Welcome to OICM+ Documentation
OICM+ is a secure, flexible platform to orchestrate GPU infrastructure across multi-tenant, multi-cluster, and multi-cloud environments
Core Capabilities
- AI workload orchestration for training, inference, fine-tuning, and evaluation.
- GPU resource scheduling, scaling, and job lifecycle management.
- Role-Based Access Control (RBAC) across tenants, workspaces, and users.
- Data & network isolation.
- Integrated monitoring, logging, and usage tracking for cost and performance.
Infrastructure Flexibility
- Multi-Cluster & Multi-Cloud: Manage workloads across clusters and environments.
- Hardware-Agnostic: Compatible with NVIDIA, AMD (ROCm), and future accelerators.
Integration Highlights
- Identity systems: Keycloak, LDAP, Active Directory, SSO (OAuth2, SAML).

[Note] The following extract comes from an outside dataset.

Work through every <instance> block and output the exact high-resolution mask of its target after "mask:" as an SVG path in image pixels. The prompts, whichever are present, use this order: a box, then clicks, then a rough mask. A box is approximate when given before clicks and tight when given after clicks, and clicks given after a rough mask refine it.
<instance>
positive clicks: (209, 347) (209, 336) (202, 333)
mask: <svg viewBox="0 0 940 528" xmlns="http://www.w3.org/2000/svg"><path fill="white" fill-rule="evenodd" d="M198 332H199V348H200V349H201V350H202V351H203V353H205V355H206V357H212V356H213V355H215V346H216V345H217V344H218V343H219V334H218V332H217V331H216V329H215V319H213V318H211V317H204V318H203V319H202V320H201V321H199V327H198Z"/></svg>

- Storage & Networking Integration: Support for on-prem and cloud-native components.
- Model repositories: Hugging Face, internal model stores.
- Billing system integration: Export GPU hours, token usage, API calls, storage, and job metrics for external billing engines.
- Monitoring and logging: Prometheus, Grafana, ELK/EFK stack, with stream integration.
- RESTful APIs & SDKs: Full control over all the features of the platform.